Pour en rendre compte, nous devons, pour notre part, commencer par étudier le point de départ à partir duquel l’amour se déclenche et évolue.

Quel est le point de départ de l’amour ?

« Le départ de l’amour » c’est l’amour à sa naissance. Et, l’amour à sa naissance est amour indifférencié qui ni passion, ni sentiment. Si nous nous en tenons à la définition du mot donné par Alain lui-même, peut-être n’est-ce pas encore l’amour, mais ce à partir de quoi l’amour naît. C’est la rencontre. Une rencontre particulière. Elle a la particularité de provoquer de la « l’allégresse ». L’allégresse, le mot employé par Alain est fort, et il nous faudra d’ailleurs l’analyser, il s’agit d’un « genre d’allégresse » mais allons jusqu’au bout de l’idée de notre auteur, à cette allégresse peut s’ajouter une légère crainte. L’amour qui débute par une rencontre est toujours un genre d’allégresse que l’on peut craindre et que l’on craint toujours un peu. Rencontre = genre d’allégresse + légère crainte : idée qui peut nous sembler étrange qui ne peut manquer de nous étonner et qu’il convient d’étudier au plus près.

Tout d’abord, que signifie allégresse ? L’allégresse est une joie, une grande joie. Il s’agit d’une joie très vive. Elle se manifeste extérieurement. Il s’agit donc de quelque chose qui nous augmente. Et quelle en est la raison ? Parce qu’il s’agit d’une joie liée à l’existence d’autrui, à la rencontre avec l’autre. Rien à voir avec l’obtention d’un objet matériel qui peut susciter un contentement ! Grâce à la rencontre, je ne suis plus seul, c’est donc grâce à l’autre que je ressens cette joie. Cette joie est en sorte une grâce, un cadeau quasi-divin qui me vient d’autrui.
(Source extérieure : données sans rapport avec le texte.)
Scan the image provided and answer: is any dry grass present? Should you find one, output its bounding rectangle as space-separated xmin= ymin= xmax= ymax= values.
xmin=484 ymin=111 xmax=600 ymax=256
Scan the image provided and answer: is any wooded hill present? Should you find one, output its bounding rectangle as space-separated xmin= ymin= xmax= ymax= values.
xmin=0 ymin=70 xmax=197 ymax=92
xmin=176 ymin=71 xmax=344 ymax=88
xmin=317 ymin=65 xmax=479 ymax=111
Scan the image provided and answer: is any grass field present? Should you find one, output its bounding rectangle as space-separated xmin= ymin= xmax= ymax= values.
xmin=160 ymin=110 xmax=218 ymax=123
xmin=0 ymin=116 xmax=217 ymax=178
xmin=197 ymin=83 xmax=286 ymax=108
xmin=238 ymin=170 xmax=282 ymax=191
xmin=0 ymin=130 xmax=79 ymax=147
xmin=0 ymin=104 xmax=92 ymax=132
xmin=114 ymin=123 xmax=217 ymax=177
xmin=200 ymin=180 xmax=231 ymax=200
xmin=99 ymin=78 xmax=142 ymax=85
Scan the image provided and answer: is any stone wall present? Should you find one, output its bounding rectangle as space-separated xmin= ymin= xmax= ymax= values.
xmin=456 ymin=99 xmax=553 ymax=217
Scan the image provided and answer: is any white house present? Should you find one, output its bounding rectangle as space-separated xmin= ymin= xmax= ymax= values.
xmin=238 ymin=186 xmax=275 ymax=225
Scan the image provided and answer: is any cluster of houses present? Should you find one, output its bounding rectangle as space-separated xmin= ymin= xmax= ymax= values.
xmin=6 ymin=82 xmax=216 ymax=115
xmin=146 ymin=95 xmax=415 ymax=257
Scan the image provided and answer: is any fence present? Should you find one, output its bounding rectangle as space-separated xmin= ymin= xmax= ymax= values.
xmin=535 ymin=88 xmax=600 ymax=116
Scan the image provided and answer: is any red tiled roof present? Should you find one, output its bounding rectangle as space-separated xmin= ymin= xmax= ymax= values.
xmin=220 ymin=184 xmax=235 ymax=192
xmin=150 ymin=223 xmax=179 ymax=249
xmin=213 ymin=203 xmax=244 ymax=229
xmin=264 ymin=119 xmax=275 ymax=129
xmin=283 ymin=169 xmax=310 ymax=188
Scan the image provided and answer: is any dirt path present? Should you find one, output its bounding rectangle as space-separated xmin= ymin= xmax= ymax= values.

Mais alors pourquoi Alain parle-t-il de cette crainte qui accompagne toujours un peu l’allégresse ? Si je ressens cette joie vive et intense grâce à l’autre, je suis certes heureux, mais ce bonheur, justement en tant qu’il vient de l’autre, il est imparfait. Cette joie est quelque peu entachée. Elle n’est pas pleine, complète. Elle est certes un bien, mais ce bien je le trouve hors de moi ; autrement dit, je sais qu’un rien peut me l’enlever. Je peux craindre que cette allégresse s’échappe car, en fait, je suis à la merci de l’autre.

Il convient de remarquer que la crainte, pour Alain, est neutre, elle n’est ni bonne ni mauvaise : elle est, c’est un fait. Inutile et vain alors de dire qu’il ne faut pas avoir peur. La crainte est une émotion, un « pathos » au sens aristotélicien. Cela dit, si la crainte est un fait, toute idée qui va graviter autour de celle-ci va la faire évoluer vers quelque chose qui risque de ne plus être neutre.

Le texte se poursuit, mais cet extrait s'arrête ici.